Anita krishan: Like all common citizens of the world, the incidents of terrorism had affected me profoundly. I watched the world on tenterhook, and slowly integrating on the basis of religious beliefs, which was even a more alarming scenario. I realized the world needed a message on unity and brotherhood. ‘Tears of Jhelum’ became an icon for that.
Q. Because your novel exhibits a wonderful language of fiction, the readers would certainly like to know more about your idea of fiction in the terms of language. Should it be too simple or plain or a little richness should be there?
Anita Krishan: I strongly feel that the language should be rich, with the simplicity that is easily graspable for the readers.
Q. Who are your favourite authors when it comes to reading fiction? Please name a few among the contemporary as well whom you like reading.
Anita Krishan: I love Ruskin Bond’s simplicity of themes, Irving Stone’s ingenuity in telling biographical tales like in ‘The Agony and the Ecstasy’ or ‘Lust for Life’. Among the contemporary Indian authors, I have extensively read Vikram Seth, Amitav Ghosh, Jhumpa Lahiri.

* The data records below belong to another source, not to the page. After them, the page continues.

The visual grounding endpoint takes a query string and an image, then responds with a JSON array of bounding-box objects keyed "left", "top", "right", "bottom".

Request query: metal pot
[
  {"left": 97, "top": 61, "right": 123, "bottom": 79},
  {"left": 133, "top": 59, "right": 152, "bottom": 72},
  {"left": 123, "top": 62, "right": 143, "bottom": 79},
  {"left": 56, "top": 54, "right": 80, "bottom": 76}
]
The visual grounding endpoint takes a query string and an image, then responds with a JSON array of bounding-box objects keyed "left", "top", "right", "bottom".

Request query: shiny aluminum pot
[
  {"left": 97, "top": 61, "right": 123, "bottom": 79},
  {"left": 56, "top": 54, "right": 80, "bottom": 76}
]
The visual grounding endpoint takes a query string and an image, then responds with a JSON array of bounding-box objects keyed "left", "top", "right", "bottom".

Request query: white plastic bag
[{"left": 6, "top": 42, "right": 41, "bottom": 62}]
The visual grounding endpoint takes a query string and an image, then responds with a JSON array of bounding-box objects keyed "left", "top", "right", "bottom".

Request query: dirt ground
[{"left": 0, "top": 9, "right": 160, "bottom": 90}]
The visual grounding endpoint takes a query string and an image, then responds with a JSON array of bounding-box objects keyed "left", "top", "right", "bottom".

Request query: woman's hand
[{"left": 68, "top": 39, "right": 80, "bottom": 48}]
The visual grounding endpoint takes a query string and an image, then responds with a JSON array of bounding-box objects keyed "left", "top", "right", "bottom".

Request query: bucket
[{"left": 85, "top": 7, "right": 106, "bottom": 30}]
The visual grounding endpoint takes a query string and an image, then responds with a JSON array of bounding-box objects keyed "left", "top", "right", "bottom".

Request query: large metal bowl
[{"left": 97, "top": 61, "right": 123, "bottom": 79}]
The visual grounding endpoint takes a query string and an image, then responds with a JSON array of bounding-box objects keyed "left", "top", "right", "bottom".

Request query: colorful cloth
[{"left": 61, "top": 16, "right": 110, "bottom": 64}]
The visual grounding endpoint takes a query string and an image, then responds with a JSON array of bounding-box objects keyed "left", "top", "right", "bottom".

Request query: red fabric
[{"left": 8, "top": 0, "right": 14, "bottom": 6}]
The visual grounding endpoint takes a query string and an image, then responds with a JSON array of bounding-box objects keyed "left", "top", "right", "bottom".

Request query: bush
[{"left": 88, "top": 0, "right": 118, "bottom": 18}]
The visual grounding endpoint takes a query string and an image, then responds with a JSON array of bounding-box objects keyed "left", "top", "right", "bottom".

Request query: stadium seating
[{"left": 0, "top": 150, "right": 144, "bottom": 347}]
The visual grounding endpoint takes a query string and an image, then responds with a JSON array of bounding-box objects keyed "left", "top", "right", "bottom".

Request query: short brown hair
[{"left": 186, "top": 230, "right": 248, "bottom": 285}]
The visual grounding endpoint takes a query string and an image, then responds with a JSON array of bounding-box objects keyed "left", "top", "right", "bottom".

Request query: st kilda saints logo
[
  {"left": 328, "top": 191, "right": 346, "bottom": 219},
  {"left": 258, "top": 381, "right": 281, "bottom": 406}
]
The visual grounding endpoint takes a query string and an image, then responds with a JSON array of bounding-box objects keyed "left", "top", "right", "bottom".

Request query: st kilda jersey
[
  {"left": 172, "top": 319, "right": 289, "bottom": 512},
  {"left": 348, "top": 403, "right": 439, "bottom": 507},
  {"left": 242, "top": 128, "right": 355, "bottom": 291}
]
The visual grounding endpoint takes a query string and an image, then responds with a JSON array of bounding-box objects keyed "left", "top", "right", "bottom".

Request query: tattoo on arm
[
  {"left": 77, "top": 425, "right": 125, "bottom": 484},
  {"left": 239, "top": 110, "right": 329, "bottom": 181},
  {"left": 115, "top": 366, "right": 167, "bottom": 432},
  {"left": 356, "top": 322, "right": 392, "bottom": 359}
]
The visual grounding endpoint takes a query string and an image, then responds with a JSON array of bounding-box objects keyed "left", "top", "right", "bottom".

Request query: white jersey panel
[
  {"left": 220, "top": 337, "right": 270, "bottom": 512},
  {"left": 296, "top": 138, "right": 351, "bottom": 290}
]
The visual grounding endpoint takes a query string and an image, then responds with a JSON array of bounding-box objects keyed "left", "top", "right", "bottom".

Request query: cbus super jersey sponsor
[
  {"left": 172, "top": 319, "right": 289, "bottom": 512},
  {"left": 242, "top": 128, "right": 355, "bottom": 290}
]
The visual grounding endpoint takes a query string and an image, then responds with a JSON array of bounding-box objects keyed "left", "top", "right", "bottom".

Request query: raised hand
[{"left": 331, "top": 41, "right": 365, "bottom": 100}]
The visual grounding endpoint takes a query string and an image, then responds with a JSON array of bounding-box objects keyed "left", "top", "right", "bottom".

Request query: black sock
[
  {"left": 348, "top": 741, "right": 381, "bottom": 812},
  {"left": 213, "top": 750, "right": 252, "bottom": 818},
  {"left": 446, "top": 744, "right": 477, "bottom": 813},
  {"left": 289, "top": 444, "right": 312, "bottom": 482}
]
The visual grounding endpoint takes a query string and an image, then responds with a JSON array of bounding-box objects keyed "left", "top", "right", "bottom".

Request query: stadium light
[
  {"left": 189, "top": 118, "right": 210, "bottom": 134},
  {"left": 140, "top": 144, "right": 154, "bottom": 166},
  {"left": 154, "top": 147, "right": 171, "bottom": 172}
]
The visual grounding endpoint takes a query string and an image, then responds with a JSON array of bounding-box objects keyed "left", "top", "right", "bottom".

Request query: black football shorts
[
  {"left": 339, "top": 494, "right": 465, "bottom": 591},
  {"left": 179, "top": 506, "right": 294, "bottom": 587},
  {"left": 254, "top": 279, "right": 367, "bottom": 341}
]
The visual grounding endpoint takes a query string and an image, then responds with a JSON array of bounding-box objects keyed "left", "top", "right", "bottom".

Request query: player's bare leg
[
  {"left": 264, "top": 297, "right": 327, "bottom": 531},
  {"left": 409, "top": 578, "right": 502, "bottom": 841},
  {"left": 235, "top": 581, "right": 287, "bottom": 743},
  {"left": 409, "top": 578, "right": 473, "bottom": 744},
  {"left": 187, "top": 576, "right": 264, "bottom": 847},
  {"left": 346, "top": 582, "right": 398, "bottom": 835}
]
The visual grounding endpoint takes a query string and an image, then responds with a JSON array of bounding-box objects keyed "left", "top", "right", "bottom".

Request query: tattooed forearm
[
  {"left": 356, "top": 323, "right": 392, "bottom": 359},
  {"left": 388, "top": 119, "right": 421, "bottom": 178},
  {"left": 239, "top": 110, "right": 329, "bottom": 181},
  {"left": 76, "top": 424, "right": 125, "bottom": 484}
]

Q. Talking about the contemporary fiction in India, Anita, how do you see it taking shape? How do you think we are progressing towards a global readership? And also, why do we often falter when it comes to prestigious literary prizes?
Anita Krishan: Most of the contemporary books lack originality, for I see herd-culture in many contemporary books. There is the latest trend of picking up themes from Indian mythology or history or Mills and Boons type of love stories with added erotica. It’s only once in a while that we do find refreshing and original themes or styles.
I won’t comment on the literary prizes, for it’s an area I haven’t much explored. But I do feel that many a time publishers have a hand in creating the jam by selecting non-deserving books.
Q. And at last, what are your future plans for your writing career? Will the readers see any more instalments in the current series – after Despite Stolen Dreams?
Anita Krishan: I haven’t given a serious thought to the continuation of the series, but definitely there’ll be more literary oeuvres.